Personal information
- Full name: Avital Haim Selinger
- Born: 10 March 1959 (age 67) Haifa, Israel
- Height: 175 cm (5 ft 9 in)

Volleyball information
- Position: Setter
- Number: 9

National team
| 1987–1992 | Netherlands |

Honours
Men's volleyball
Representing the Netherlands
Olympic Games
| Silver medal – second place | 1992 Barcelona | Team |
World League
| Silver medal – second place | 1990 Osaka |  |
European Championship
| Bronze medal – third place | 1989 Sweden |  |
| Bronze medal – third place | 1991 Germany |  |

= Avital Selinger =

Dutch volleyball player and coach

Avital Haim Selinger (אביטל חיים סלינגר; born 10 March 1959) is a volleyball coach and former volleyball player.
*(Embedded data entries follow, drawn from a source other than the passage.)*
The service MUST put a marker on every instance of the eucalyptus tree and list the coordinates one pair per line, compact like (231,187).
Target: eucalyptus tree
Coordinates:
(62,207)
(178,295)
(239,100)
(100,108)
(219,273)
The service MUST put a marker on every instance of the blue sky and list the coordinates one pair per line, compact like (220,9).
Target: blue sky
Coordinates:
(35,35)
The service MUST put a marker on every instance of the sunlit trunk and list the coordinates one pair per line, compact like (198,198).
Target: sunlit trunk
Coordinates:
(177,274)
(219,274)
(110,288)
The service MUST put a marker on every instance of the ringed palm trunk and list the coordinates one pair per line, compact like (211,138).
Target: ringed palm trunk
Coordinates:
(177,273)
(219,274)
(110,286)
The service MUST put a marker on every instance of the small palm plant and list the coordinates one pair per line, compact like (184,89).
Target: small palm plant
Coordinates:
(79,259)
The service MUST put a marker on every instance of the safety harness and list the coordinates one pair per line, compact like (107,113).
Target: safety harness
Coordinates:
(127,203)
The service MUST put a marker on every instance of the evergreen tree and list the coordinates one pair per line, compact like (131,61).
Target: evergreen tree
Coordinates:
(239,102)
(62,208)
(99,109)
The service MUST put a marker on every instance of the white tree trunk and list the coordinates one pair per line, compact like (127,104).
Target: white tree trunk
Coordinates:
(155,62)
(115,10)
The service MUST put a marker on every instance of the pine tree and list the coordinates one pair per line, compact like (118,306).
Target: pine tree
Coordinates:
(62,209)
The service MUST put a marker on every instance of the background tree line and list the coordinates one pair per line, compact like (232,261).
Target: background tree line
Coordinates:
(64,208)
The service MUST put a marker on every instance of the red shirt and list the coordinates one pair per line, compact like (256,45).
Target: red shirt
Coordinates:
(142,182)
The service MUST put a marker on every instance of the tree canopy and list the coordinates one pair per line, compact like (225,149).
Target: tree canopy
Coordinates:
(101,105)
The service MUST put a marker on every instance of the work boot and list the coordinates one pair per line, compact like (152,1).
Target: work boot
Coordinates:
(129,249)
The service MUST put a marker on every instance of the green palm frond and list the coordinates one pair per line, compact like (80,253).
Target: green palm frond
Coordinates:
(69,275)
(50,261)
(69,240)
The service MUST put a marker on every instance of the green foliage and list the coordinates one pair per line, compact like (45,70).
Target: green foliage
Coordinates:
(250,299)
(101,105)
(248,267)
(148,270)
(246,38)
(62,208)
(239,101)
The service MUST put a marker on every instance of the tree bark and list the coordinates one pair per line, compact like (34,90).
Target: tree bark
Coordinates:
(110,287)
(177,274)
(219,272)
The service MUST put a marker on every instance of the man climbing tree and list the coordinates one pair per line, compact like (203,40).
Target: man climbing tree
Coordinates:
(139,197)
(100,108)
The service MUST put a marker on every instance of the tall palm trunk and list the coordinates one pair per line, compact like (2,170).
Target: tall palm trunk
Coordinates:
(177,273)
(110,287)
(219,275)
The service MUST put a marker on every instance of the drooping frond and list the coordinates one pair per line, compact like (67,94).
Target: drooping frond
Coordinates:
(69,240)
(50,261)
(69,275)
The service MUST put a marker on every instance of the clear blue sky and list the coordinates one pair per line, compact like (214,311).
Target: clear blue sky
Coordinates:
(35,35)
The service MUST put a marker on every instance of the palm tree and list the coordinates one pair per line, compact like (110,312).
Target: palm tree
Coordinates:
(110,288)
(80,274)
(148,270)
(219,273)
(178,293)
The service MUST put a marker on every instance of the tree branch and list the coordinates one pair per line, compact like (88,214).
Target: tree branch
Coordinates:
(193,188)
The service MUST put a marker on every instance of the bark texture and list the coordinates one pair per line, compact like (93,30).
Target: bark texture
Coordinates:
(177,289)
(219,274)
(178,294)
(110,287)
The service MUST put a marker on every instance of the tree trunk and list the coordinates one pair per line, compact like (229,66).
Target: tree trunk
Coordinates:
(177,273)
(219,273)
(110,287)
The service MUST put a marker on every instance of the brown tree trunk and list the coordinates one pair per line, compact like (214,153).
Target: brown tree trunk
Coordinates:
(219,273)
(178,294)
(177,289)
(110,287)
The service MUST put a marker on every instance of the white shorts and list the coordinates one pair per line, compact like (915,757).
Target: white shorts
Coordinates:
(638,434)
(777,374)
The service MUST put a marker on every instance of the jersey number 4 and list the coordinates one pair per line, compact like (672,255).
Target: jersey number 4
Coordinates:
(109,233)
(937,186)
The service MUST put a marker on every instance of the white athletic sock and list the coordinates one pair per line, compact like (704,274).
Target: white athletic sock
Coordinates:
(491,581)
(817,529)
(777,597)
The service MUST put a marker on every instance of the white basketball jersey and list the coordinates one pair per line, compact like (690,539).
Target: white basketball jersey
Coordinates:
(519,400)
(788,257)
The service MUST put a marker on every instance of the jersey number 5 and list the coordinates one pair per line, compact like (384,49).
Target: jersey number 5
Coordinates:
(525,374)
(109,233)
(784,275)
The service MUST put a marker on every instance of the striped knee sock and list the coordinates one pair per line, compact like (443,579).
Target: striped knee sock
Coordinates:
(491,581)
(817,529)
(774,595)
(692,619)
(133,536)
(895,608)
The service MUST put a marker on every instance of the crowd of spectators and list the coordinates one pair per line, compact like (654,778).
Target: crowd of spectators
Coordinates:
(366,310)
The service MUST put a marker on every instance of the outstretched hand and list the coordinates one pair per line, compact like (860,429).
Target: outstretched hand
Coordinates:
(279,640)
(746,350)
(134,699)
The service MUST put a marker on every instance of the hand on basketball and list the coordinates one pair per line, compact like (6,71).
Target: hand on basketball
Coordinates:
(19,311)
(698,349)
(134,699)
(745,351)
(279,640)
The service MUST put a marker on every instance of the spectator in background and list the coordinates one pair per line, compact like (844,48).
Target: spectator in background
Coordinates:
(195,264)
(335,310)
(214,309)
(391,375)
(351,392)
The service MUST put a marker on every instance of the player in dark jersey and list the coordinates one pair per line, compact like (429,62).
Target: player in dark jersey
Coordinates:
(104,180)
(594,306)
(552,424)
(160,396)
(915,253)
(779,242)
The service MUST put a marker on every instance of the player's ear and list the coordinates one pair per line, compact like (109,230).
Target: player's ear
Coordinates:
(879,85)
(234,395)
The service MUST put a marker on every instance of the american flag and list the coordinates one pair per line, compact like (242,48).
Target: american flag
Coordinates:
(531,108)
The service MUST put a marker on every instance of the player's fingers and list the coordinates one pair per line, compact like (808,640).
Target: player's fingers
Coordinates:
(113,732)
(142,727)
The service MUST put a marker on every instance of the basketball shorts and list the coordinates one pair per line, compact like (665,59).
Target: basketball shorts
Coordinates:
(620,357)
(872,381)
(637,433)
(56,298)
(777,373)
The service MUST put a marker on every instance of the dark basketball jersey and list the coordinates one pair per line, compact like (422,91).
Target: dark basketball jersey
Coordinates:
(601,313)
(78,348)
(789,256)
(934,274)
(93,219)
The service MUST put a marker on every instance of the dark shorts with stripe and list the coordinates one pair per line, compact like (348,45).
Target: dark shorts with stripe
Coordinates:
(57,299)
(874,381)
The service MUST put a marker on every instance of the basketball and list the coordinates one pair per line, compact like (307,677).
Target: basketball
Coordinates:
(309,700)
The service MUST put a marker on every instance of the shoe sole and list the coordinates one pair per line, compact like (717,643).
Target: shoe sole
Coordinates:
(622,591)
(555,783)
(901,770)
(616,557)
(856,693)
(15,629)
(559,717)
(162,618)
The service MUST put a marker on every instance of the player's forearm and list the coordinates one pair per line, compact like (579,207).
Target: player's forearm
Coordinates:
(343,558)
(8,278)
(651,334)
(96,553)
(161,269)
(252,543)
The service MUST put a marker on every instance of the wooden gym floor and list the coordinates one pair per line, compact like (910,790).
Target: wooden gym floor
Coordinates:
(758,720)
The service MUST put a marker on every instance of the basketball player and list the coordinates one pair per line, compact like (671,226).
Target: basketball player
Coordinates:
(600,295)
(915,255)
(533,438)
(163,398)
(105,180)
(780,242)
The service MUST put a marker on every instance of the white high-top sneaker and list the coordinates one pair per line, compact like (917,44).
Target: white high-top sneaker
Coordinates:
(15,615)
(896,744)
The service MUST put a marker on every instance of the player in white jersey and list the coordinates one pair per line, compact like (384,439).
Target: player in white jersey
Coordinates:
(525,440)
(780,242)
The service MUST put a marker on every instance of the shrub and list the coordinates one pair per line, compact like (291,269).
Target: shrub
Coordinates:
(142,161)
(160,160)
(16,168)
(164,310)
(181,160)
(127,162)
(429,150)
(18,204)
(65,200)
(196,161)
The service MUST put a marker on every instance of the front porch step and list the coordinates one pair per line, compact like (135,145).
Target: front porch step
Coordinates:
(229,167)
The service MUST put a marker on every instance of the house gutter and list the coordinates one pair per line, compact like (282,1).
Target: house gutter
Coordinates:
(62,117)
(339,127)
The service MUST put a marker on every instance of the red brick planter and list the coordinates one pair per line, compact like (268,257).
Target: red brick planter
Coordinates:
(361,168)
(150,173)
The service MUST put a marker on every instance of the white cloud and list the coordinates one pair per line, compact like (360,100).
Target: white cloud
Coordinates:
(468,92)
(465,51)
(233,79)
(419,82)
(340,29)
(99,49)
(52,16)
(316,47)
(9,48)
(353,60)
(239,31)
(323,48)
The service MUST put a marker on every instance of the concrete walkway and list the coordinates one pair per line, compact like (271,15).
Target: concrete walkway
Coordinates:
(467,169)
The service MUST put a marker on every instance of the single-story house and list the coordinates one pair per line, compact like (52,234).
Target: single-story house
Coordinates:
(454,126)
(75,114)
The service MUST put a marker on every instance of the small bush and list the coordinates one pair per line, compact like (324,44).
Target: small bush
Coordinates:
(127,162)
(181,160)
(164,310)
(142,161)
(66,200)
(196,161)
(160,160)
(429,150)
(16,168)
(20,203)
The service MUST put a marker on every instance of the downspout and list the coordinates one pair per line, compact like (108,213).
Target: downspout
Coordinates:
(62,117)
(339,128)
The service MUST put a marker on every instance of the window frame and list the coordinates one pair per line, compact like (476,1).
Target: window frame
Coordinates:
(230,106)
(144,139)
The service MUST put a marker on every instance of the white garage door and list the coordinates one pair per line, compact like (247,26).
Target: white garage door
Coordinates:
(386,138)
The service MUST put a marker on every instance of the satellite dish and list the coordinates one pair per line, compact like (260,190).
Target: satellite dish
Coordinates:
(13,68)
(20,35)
Selinger played for the Netherlands men's national volleyball team at the 1988 Summer Olympics in Seoul and the 1992 Summer Olympics in Barcelona, where he won a silver medal.

==Coaching==

After taking the command as head coach of the Swiss club Voléro Zürich in April 2015, Selinger guided them to the bronze medal at the 2015 FIVB Club World Championship in Zürich.

==Personal life==

Selinger is the son of volleyball coach and former player Arie Selinger.